Consolidation: Round 2

It's beginning to feel a lot like... July, 1999 with all the news of consolidations and mergers in the ad industry! What does the new wave of consolidation in our space mean for the industry as a whole? Is this a sign of continued consolidation and the eventual landscape evolution mirroring that of the traditional space or is this an anomaly as companies look to "un-bundle" services?

There are certainly arguments for both, and I must admit that it could go either way. But my guess is that consolidation will likely continue over the next two years. Whenever I attend any of the various industry conferences, I am continuously surprised by the sheer number of small, niche agencies and consultants offering their services to advertisers of all shapes and sizes. There are category-focused agencies (i.e. automotive or entertainment targeted), performance-based agencies (i.e. CPA or CPC focused), and a number of specialized services (i.e. affiliates or search). As the interactive space continues to evolve and mature, there is no shortage of niches within the overall industry that require a special talent or a special expertise to be developed and executed upon, thus there are needs for these types of smaller shops to identify and offer these services. I see their value, and I must admit that I get excited when I realize how many of these agencies and consultancies were started by people whom I used to work with (the "Silicon Alley" pedigree continues to shine). If I see their value, and if the clients see their value, then it's obvious that most of the larger shops see their value as well and will eventually look to offer those same services in one way or another.

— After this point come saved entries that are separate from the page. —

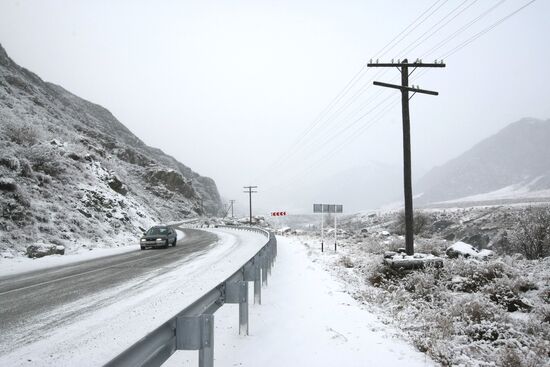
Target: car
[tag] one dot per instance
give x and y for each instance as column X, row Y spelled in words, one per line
column 158, row 236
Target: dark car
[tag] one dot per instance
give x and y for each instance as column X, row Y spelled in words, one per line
column 159, row 236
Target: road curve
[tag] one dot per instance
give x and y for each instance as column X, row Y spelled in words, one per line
column 32, row 303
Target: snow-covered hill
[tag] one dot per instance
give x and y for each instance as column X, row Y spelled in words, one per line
column 512, row 164
column 71, row 174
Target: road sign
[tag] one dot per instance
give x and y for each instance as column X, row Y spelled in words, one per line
column 328, row 208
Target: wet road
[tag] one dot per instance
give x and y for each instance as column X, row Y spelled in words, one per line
column 33, row 303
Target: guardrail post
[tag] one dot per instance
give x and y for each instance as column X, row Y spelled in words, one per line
column 257, row 284
column 243, row 313
column 237, row 292
column 264, row 267
column 197, row 333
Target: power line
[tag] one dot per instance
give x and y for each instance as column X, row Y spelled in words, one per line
column 423, row 39
column 351, row 84
column 485, row 30
column 462, row 29
column 441, row 44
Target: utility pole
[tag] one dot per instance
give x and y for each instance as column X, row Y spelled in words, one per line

This is what leads us to the age-old question of "Buy vs. Build." Is it easier to mirror a set of services and build them out, or is it easier to buy a company that offers those services already? These are the questions being asked by any number of people and companies, and I'm sure that the answers will vary, but I'm sure that many of the answers will revolve around the buy option.

As this new wave of consolidation continues, and we enter into the second renaissance of interactive advertising, the landscape will continue to change and we must beware of the downside to consolidation. We must recognize that the industry is not yet mature and that competition breeds improvement. These smaller shops offer unique ideas and processes and they keep the larger shops on their toes. As consolidation continues, which is inevitable, I hope that we all continue to push the envelope. I hope that the loss of competition will not foster complacency but rather, will foster a feeling of excitement and revitalization of the industry as new ideas are merged with established processes to create a whole that is stronger than the sum of its parts. These smaller companies offer a unique perspective on typical situations. They offer a fresh look at staid old issues. They offer a set of new solutions to established problems.

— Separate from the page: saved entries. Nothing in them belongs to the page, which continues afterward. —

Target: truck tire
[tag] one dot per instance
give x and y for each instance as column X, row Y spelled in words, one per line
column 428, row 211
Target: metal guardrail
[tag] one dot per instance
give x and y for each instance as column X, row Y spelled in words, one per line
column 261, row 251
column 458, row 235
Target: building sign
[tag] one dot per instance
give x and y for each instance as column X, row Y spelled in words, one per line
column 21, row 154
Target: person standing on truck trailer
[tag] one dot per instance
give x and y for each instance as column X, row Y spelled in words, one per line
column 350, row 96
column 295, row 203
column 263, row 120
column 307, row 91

I offer the industry this idea as a whole. As consolidation continues and the landscape thins, do not stop searching for new ways to answer the old questions. If you are entrepreneurial, do not hesitate to address an old problem with a new solution. There will certainly be fewer options as a result of consolidation, but this does not mean that we cannot still have competition. Competition creates the survival of the fittest and this is what drives evolution.